Me? Love ice-fishing?

🕔Dec 07, 2010

When I met my husband I had no idea that fishing would have such a role in our lives together. We were three days into our week-long honeymoon on Haida Gwaii in the fall before I realized we were on a fishing honeymoon. I didn’t mind the fishing, but I had no idea that I would someday become a champion for ice-fishing. And if you had told me then that in the future I would eagerly gear up to spend a day hanging out around a hole in the ice in below-freezing temperatures, I might have laughed at you or run away screaming.

Initially, my husband tried to get me enthusiastic about ice-fishing by employing only his own enthusiasm. That didn’t work. I went, but out of a sense that I should support my sweetheart in what he loves doing. I went with him—sometimes on snowshoes, sometimes on foot, and more recently by ski—and helped him to auger the hole and scoop out the ice. I skewered shrimp and sweet corn on hooks and lowered it into the dark, cold water. I stood in the middle of wind-whipped lakes waiting for some cold fish to blunder past the little parcels we left underwater at the ends of our lines in the lake, mid-winter. I went, but I never believed in it.

What fish do underwater in the winter is a mystery to me. I prefer to keep it that way because it has something of the ‘what toys do after you go to sleep’ question about it. What do fish do when we’re not looking? I think my husband knows. I think he knows and it keeps him coming back to catch those sneaky fish. I, however, am more interested in what goes on on top of the lake.

Of late, it is far easier to get me to go ice-fishing if I’m encouraged to bring a cold-weather feast. If the food budget for fishing includes brie, olives, fine crackers, thirst-quenching beverages and beautiful finger-food desserts, then I’m in—and rushing to get the gear together. If ice-fishing requires that we pack a frisbee and an aerobie, a kite, food-colouring for decorating a fresh-made snowman, books, a tent for hiding out from the wind, marshmallows for roasting on a fire two kilometres out from shore, I’m in—and smiling. If ice-fishing requires that we ski in on summer hiking trails through birch forest, stark and shimmering in snow falling from upper branches; if I need to pack a small flask and some poetry; if we might see birds or moose or the northern lights; if the children are eager and well-rested and the trail is exciting with lots of ups and downs—then yes, take me fishing. Even in February.

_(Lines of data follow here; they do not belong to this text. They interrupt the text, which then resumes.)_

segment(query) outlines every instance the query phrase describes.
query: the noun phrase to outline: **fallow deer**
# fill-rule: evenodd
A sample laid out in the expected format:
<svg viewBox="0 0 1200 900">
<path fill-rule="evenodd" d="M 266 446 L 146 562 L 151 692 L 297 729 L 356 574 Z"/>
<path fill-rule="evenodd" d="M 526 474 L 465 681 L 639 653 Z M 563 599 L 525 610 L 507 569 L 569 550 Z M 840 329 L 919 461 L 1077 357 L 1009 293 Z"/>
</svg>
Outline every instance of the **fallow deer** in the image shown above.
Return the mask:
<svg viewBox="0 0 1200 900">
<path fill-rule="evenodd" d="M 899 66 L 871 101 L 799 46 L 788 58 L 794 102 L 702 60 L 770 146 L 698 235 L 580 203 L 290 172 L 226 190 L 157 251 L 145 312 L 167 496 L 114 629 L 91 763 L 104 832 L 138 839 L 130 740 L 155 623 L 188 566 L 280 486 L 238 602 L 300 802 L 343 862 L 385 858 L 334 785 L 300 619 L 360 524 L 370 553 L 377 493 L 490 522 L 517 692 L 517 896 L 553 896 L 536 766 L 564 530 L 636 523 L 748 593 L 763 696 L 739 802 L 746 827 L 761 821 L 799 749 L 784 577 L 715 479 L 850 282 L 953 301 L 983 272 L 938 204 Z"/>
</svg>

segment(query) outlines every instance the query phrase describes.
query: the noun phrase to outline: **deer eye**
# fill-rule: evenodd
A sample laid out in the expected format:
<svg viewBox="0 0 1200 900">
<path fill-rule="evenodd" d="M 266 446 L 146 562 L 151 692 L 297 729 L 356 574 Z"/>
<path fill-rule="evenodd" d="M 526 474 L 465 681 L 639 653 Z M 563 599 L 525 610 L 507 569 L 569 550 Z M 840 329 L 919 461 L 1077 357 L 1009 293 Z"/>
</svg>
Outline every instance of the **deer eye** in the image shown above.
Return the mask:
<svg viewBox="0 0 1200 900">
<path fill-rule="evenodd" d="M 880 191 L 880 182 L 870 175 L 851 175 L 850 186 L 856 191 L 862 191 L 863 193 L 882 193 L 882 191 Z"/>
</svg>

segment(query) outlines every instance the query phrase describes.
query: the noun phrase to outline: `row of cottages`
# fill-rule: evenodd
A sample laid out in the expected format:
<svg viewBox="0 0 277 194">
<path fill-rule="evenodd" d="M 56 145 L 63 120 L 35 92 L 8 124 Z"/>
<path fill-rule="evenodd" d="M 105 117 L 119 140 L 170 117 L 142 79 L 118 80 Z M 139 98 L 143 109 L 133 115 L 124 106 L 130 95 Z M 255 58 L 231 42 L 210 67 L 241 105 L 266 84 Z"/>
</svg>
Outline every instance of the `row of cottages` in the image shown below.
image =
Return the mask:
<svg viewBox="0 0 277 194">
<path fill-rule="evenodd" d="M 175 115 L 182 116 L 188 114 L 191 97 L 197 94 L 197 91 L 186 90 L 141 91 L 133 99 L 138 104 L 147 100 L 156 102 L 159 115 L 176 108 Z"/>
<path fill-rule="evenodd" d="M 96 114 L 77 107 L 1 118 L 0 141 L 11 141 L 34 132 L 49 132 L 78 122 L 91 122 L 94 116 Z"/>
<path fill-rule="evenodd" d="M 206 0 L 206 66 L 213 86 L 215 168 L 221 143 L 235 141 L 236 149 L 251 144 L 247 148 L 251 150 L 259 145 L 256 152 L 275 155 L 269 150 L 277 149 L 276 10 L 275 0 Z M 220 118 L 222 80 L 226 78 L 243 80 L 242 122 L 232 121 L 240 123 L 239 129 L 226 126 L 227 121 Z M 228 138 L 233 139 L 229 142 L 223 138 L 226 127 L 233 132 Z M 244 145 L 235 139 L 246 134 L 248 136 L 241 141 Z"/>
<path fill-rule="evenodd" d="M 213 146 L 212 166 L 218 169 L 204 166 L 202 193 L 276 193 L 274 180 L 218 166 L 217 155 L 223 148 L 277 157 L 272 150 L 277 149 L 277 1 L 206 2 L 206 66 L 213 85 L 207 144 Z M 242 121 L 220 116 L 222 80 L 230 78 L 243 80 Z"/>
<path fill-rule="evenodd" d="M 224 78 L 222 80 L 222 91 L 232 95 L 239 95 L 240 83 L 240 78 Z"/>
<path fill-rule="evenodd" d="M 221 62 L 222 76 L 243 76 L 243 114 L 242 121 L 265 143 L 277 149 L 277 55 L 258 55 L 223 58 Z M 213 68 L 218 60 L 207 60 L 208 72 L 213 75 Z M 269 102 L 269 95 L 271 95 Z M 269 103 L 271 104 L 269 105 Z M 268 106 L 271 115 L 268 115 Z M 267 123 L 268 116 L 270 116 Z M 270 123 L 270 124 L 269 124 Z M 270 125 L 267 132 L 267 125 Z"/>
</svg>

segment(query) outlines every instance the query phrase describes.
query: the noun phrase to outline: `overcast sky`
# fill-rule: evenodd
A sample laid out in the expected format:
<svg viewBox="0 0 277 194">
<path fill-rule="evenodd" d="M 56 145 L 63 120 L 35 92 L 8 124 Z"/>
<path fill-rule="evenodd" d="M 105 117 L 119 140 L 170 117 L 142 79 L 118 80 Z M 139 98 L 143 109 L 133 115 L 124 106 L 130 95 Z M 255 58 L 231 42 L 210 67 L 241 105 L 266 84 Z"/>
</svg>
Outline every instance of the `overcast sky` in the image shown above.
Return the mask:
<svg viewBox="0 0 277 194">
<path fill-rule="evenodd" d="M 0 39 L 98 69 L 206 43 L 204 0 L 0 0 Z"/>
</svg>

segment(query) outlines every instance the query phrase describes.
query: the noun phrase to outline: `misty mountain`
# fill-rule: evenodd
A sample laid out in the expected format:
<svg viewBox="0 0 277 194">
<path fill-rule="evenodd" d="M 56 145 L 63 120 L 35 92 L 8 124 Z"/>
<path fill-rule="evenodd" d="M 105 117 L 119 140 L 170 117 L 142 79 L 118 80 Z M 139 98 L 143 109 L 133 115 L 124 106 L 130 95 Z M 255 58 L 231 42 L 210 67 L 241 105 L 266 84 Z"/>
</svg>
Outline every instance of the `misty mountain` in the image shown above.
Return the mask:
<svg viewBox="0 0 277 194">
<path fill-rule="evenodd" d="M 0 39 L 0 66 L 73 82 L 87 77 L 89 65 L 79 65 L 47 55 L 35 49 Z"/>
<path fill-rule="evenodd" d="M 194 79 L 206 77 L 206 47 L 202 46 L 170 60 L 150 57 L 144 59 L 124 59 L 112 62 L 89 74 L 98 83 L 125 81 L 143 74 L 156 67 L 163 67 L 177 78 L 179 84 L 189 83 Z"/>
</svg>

My favourite image of my husband is him on his elbows and knees over an ice hole, his hands shading the sky and light from the hole, staring down into the dark water. I have no idea if he could see anything, but I love him like this: eager enough for fish that he’ll venture forth and hunt them, even when they live, slow-moving and soporific, under ice-sheets sometimes metres thick. I love my husband willing forth winter fish. I love his devotion.

We are eight years into our marriage and I have seen more lakes in north-central BC than I thought existed, and sometimes I’ve pulled fish out of them. My younger self might have laughed had you suggested I’d spend time standing on frozen lakes waiting for imaginary fish to bite my hook, but this more-experienced, older self will admit to being converted: I wait in the fall for the ice to get thick enough to walk on and I admit that I have spent time on my elbows and knees watching for a glimpse of wintertime fish.

Last year we spent a weekend skiing in to the lakes north of Eskers Park near Prince George with packs full of landjaeger and apples, hot chocolate, tea, cameras, warm gear and ice-fishing hooks. We spent the day skiing across the snowy lakes, scooting over the eskers to the next lake, drilling holes, and—most amazingly—hauling out fish. Beautiful brook trout, ice-cold and gleaming: we caught nine in 40 minutes and headed home in the early dark.

If I’d known those fish were there all along, I would have gone out earlier. Now that I know it, I can’t wait for those late winter days with my family on the ice. If you’re looking for me, that’s where you’ll find me this winter. Just don’t tell my husband; he thinks I’m still out there just to support him. Little does he know I’m going to out-fish the heck out of him this winter.